As hypothesised, during proliferation, treatment with IL12 (20 pg/ml) was able to cause a decrease in cell proliferation (Ki67) and increase in apoptosis (CC3), when compared with IL12 (3 pg/ml) (for Ki67, 42.8% vs 71.6%, p < 0.0001; for CC3, 11.5% vs 5.6%, p < 0.0001, Supplementary Fig. 5a, b). This is similar to what previously shown upon exposure of cells to serum from patients. Interestingly, co-treatment with baricitinib, ruxolitinib or tofacitinib were able to prevent these detrimental effects (IL12 20 pg/ml vs IL12 3 pg/ml + vehicle/baricitinab/ruxolitinab/tofacitinab; for Ki67, 42.8% vs 68.4%, p < 0.001, vs 69%, p < 0.001, vs 71.4%, p < 0.001; for CC3, 11.5% vs 5.7%, p < 0.0001, vs 5%, p < 0.0001, vs 5.4%, p < 0.0001, Supplementary Fig. 5a, b).

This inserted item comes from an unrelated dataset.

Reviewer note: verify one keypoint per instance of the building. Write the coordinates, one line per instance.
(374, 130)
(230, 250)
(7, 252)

Similarly, during differentiation, treatment with IL13 (25 pg/ml) was able to cause a decrease in neurogenesis (DCX and Map2) and increase in apoptosis (CC3), when compared with IL13 (4 pg/ml) (for DCX, 20.8% vs 31%, p < 0.0001; for Map2, 27.2% vs 41%, p < 0.0001; for CC3, 15.8% vs 7.6%, p < 0.0001, Supplementary Fig. 5c–e). This is, again, similar to what previously shown upon exposure of cells to serum from patients. Again, co-treatment with baricitinib, ruxolitinib or tofacitinib were able to prevent these detrimental effects (IL13 25 pg/ml vs IL13 4 pg/ml + vehicle/baricitinab/ruxolitinab/tofacitinab; for DCX, 20.8% vs 30.4%, p < 0.001, vs 29%, p < 0.001, vs 30%, p < 0.001; for Map2, 27.2% vs 39.1%, p < 0.001, vs 39.7%, p < 0.001, vs 39.7%, p < 0.001; for CC3, 15.8% vs 7.4%, p < 0.0001, vs 8.3%, p < 0.0001, vs 8.1%, p < 0.0001, Supplementary Fig. 5c–e).